Performances of Die Schöne Müllerin always differ. I was originally accompanied by Malcolm with all the mystifying trickery of the stream. His becalming and kind facade hiding a devil's realm of imagination and surprise. I became the willing victim of his enchanting playing, drawing me ever deeper into the cycle, unable to resist suggestion and barely able to control the emotional range he would proffer from his accompanying. Later, I teamed up with Andrew West (originally in some performances of Winterreise) and found him an equally challenging and inspiring partner through the cycle. It is a dream for a singer to be partnered by accompanists of this quality: to trust fully the pianist in a way that challenges and inspires. Freedom in performance coming from a clarity of narrative allied with a hyper-sensitive focus on what was happening in the moment. So many avenues unexplored, so many streams unruffled. There is not a single answer: it is not possible to perform the same way twice and truly be discovering what is happening at the same time.

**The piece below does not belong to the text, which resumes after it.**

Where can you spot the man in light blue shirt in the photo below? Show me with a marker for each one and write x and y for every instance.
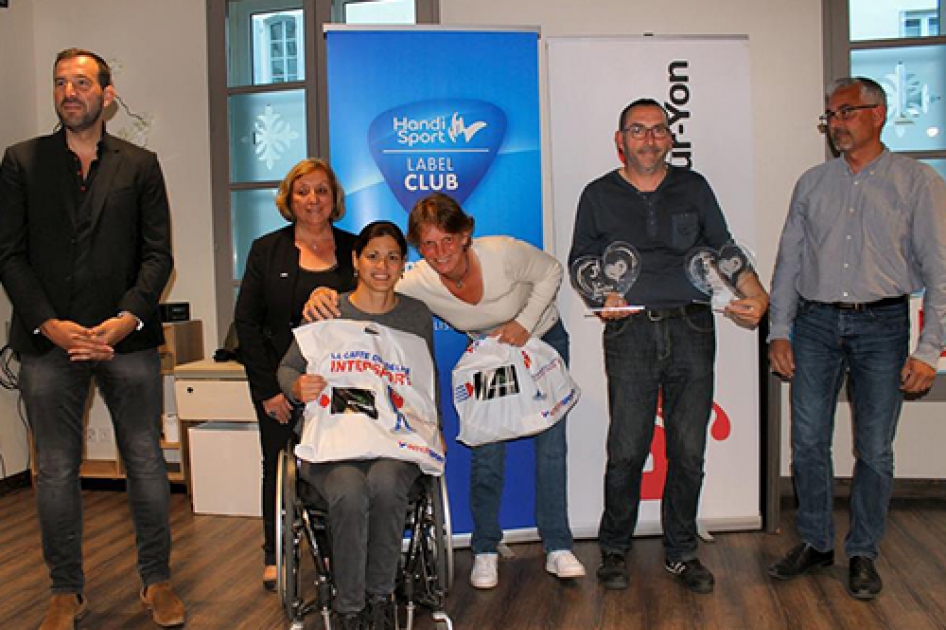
(863, 232)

It is this sort of freedom of expression which allows one to manage a piece of the magnitude of Die Schöne Müllerin. As long as the dialogue between the singer and the pianist is established, and both serve the story-telling, the possibilities are infinite. Of course this is a romantic point of view, and one I can not live up to in the day to day machinations of work. This is also extremely difficult in recording sessions. It is a cold environment that we do our best to make comfortable. In the first place the claustrophobia of the microphone and the lack of audience make the storytelling singular; it is difficult to reiterate what you've said to someone when no one is there to agree, disagree, encourage, cower.

The simplicity of Schubert's setting provides the performer with various interpretive challenges, especially in the strophic songs. Like interpreting the second half of a Handel aria, the options are endless. Should one share the music on the page with little interference or pull it out and radically interpret it? I like to think Andrew and I have sat somewhere on the middle with regards to this. We have attempted to keep it simple and the text and story clear, with our various experiences of the piece naturally infecting the performance.

The new recording of Schubert's Die Schöne Müllerin by Robert Murray and Andrew West is released on June 3 by Stone Records.